Though brief, this passage, appearing midway through “Never Marry a Mexican,” is among the story’s most emotionally resonant. Coming directly after two sections that traded narrative audience, it capitalizes on the mild confusion bred by the transition. Throughout, the piece is written in a subjective narrative first-person: our protagonist is telling her story. Less consistent, though, is to whom, and the answer changes several times, here being particularly noteworthy. Whereas the opening portion feels as though (or at least doesn’t dissuade the reader from believing that) it is directed at the reader, this passage, as with a few others in the piece, is directed very specifically at someone within the story: the son of her ex-lover, whom, despite her claims, she still loves dearly, and whose decision to end their affair has left a permanent blemish she can’t escape. These shifts in audience are accompanied by shifts in tone: as the material becomes increasingly personal, and often enough increasingly dark with it, it also becomes increasingly conversational. This allows Cisneros a greater flexibility with the structure of the language – unlike the opening section, which reads as her telling a story, and as such relies on traditional sentence structure, the passage where she’s telling the son of the last time she saw his father is a conversation, an emotionally-charged one, at that, and reads as such. Few of the sentences are complete, and one of those is just the assurance “I swear I’m not making this up.” The most substantive, “It was the last time I was going to be with your father,” comes early in the paragraph, and is followed by a string of broken statements, headed by “We had agreed,” and degenerating into a string platitudes, “All for the best,” “My own good,” that makes the entirety reek of a pained disingenuousness. It is largely the structure – the fragments, the statements trailing off into ellipses -- that convey the narrator’s state, driven to distraction by the memory of it.
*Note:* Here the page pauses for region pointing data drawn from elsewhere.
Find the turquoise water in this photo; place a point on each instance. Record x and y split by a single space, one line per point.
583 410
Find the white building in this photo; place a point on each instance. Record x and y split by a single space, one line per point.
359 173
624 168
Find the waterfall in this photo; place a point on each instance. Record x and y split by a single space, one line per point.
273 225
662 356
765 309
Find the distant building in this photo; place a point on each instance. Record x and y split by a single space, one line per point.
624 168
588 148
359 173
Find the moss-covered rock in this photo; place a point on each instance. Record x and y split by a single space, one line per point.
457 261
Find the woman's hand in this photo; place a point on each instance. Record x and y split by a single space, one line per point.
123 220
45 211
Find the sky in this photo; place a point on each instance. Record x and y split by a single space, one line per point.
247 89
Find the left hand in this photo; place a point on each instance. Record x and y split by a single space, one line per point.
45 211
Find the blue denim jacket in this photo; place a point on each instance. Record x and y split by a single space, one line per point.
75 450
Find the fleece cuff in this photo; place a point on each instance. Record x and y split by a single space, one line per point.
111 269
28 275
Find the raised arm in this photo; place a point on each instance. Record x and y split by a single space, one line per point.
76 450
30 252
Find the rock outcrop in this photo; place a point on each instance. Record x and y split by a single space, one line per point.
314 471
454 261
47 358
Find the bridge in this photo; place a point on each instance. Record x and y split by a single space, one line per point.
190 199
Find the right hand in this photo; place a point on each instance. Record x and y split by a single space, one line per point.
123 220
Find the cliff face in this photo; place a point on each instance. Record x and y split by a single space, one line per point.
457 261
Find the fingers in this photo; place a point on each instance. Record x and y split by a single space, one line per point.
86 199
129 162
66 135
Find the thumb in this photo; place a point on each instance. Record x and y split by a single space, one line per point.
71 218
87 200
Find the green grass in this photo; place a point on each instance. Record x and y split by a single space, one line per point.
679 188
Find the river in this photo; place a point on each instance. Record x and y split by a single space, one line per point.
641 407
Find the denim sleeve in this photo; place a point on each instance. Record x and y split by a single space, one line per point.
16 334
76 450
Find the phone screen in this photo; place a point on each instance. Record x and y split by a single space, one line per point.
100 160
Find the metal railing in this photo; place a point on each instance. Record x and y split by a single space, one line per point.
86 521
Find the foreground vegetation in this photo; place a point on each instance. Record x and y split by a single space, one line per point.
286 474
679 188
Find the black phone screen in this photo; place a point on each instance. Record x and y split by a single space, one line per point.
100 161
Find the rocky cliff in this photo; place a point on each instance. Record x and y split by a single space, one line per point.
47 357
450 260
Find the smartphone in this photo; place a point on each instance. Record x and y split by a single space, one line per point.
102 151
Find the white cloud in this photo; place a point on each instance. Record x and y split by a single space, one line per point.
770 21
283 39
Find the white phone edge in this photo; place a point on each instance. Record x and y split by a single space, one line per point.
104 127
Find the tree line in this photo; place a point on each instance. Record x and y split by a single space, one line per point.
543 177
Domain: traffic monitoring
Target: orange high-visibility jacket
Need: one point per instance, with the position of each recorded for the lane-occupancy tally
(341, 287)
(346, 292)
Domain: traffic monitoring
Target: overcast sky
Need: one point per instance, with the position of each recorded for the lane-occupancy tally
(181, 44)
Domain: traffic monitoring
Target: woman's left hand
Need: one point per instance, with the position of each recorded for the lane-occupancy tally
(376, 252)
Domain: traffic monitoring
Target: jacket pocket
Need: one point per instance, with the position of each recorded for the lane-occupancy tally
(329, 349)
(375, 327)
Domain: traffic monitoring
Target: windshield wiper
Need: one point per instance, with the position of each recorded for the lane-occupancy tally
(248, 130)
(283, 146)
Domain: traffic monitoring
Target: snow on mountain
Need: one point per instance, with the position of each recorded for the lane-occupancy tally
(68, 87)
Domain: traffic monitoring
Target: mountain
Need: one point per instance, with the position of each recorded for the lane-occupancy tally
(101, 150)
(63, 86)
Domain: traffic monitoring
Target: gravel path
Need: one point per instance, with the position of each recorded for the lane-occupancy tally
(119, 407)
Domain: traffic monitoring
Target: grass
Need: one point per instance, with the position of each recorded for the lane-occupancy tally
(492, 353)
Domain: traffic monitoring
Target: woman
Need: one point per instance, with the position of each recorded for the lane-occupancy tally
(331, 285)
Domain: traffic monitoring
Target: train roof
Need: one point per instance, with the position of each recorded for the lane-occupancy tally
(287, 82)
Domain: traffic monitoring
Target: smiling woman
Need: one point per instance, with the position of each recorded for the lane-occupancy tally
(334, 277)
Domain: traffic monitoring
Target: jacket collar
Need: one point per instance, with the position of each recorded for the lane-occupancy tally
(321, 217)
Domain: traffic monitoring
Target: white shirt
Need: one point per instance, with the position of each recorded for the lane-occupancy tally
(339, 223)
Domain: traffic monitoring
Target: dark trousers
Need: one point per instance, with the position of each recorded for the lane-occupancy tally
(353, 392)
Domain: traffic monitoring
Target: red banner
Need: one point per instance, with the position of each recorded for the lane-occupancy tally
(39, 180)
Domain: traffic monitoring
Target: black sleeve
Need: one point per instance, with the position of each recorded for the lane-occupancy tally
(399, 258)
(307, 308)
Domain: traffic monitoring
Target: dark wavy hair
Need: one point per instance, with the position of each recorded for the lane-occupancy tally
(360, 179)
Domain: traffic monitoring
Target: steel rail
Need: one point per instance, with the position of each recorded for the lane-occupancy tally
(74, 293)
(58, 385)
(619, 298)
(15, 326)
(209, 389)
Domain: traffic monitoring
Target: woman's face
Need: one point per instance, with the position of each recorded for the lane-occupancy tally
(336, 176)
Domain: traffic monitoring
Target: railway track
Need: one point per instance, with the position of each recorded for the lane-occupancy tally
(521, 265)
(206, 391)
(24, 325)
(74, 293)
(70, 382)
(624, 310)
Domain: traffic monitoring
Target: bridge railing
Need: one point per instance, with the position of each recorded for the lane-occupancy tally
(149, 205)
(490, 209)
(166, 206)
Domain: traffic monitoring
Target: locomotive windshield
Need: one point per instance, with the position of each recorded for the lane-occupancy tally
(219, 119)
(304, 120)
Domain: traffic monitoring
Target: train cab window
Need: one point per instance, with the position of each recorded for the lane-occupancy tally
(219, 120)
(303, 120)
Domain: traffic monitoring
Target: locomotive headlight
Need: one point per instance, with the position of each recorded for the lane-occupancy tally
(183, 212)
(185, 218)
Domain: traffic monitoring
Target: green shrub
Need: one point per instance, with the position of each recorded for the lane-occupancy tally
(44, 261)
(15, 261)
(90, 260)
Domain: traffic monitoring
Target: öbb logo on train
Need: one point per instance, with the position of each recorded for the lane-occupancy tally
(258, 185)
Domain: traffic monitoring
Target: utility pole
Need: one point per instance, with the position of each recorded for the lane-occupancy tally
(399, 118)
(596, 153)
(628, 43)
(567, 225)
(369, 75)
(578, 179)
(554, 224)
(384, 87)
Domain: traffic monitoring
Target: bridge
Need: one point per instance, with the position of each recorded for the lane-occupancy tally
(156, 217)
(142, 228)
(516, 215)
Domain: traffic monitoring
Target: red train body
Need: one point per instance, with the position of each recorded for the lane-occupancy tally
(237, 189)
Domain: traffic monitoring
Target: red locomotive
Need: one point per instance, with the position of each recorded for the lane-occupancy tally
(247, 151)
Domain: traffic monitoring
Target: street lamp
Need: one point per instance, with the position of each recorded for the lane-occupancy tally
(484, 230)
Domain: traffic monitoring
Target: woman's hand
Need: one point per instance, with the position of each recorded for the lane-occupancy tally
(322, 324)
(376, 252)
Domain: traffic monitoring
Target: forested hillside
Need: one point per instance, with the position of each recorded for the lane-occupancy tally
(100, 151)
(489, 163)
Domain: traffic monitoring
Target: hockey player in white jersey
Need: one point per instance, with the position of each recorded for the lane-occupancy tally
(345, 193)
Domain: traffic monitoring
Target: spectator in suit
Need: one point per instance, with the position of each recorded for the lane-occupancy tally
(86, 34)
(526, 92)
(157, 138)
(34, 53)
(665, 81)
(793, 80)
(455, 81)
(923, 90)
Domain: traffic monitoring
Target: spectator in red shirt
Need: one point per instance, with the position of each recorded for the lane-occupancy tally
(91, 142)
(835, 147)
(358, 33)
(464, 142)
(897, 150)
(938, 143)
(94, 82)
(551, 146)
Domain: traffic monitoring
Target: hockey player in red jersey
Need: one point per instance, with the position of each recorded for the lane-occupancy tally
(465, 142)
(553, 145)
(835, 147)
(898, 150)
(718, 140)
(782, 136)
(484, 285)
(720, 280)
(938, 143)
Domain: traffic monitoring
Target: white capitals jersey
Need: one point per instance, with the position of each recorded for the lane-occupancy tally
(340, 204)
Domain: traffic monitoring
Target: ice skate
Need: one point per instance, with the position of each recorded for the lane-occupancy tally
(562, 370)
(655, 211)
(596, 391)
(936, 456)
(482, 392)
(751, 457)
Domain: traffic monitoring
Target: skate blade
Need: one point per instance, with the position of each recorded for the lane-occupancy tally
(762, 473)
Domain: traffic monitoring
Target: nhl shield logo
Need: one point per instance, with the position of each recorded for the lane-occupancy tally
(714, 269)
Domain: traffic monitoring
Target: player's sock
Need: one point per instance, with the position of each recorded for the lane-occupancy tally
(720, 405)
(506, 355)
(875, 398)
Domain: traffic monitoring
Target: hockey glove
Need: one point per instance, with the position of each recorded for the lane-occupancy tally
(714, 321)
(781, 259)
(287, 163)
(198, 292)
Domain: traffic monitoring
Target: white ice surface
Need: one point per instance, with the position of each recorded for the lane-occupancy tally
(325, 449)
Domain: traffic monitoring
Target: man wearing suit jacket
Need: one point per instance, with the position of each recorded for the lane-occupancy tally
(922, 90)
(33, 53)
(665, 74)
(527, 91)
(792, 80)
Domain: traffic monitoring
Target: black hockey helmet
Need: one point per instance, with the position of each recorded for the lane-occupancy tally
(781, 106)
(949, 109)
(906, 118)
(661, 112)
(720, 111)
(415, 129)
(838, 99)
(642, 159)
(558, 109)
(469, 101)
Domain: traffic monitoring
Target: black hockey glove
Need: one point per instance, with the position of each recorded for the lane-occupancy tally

For a story dominated by the tragic romantic misadventures of its protagonist, very little is invested in characterization of the two primary romantic counterparts: Drew, the father, seems complex from an objective distance, but all his traits are being filtered through the anguish of our narrator, as it standard for a subjective narration; the son serves as little more than a confidante and prop for her sexual revenge. This flatness might seem peculiar, if the audience were at any point mislead to believe that her romances were the piece’s central theme. But no, of course not – there is a reason the story begins at the border, and the first portion is devoted to her family’s, and her own, identity crisis. In this passage, that confusion expressed as a child comes back with bruising pertinence, riding on the back of a motif, suddenly and surprisingly doing double-duty. When the piece opens, her reflection on her mother’s advice to “Never marry a Mexican,” and how she’d extended that to all men, but with particular focus on a laundry list of Central and South American nationalities, gave the impression of an independent young woman, yes, but as importantly one defining herself (and being defined as those around her) as from “el otro lado,” primarily American. Here, though, the very same mantra is being applied to her, giving reason (whether unspoken or not) for her romantic abandonment. And her understanding and acceptance of this – “No, of course not. I see. I see.” – is devastating.

Discussion question: is there a particular significance to the gummi bears? If so, what?